El parque de viviendas en Olivares de Júcar, compuesto por unas 535 unidades, se caracteriza por una tipología predominantemente de viviendas unifamiliares y casas de pueblo tradicionales. Gran parte de estas construcciones son anteriores a la normativa de aislamiento de 1979, lo que suele resultar en calificaciones energéticas situadas entre la E y la G. Los muros de carga gruesos ofrecen inercia térmica, pero la falta de rotura de puente térmico en ventanas suele ser el punto débil. Para viviendas construidas o reformadas tras 2007, es habitual alcanzar letras D o C. Para mejorar la nota, las recomendaciones más frecuentes en la zona incluyen el trasdosado de fachadas y la sustitución de calderas de gasoil por sistemas de aerotermia o biomasa, muy eficientes en entornos rurales.
El marco legal que regula este documento es el Real Decreto 390/2021 a nivel nacional. En el ámbito autonómico, la gestión recae sobre la Dirección General de Transición Energética de la Junta de Comunidades de Castilla-La Mancha. Es obligatorio que todo certificado sea inscrito en el Registro de Certificados de Eficiencia Energética de la región para que tenga validez legal ante notario. Una vez registrado, el propietario recibe la etiqueta energética oficial, que tiene una validez máxima de 10 años, excepto si la calificación es una G, en cuyo caso la validez se reduce a 5 años. Fuentes oficiales como el IDAE subrayan que este registro es público y permite a la administración supervisar el cumplimiento de los objetivos de descarbonización del parque edificado.

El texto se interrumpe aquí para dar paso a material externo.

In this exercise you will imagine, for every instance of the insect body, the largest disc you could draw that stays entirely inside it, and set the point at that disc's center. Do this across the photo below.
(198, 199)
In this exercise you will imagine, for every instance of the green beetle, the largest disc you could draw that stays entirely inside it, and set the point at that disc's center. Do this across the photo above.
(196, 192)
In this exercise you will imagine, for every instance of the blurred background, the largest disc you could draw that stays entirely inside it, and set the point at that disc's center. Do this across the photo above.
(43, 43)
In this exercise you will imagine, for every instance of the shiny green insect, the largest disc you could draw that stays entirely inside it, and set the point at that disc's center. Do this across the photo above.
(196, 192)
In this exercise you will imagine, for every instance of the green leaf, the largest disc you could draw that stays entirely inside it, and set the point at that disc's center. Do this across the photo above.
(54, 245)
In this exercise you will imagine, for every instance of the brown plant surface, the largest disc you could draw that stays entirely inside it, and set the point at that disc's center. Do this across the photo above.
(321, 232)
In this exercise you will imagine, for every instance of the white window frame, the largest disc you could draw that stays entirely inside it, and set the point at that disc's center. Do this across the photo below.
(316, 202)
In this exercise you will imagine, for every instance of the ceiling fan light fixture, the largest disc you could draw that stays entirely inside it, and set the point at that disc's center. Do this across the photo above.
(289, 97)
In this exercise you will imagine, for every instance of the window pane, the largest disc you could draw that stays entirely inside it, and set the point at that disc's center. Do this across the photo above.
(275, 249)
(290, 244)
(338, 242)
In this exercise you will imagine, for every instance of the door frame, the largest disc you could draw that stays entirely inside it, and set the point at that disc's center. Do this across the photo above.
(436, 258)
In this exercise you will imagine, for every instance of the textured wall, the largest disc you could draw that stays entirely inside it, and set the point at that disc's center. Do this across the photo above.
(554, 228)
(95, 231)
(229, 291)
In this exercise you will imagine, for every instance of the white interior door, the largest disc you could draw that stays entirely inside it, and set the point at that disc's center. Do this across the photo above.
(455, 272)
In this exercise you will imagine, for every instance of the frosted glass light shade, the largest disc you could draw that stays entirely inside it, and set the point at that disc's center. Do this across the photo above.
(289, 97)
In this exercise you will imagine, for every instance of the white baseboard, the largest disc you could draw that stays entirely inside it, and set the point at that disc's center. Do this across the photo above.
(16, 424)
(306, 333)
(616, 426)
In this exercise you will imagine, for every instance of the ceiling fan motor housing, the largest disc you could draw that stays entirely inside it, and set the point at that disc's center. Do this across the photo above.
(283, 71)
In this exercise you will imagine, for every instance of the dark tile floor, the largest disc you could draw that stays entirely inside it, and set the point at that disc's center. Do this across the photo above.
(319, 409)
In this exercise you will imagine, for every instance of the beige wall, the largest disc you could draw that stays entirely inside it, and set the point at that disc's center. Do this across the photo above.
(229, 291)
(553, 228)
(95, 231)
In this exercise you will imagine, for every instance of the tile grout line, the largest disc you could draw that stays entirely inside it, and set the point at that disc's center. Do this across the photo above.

La Ley 8/2013 establece un régimen sancionador estricto para proteger a los consumidores. En Olivares de Júcar, las infracciones pueden clasificarse en leves, graves o muy graves. Publicar un anuncio de alquiler en portales inmobiliarios sin mostrar la etiqueta puede conllevar multas de 300 a 600 euros. Vender una propiedad sin entregar el certificado original al comprador se considera una infracción grave, con sanciones que pueden alcanzar los 6.000 euros. Además de la multa económica, el contrato de arrendamiento podría ser anulado por el inquilino debido al incumplimiento de los requisitos informativos legales. Es una inversión mínima que evita riesgos legales y patrimoniales considerables para el propietario manchego.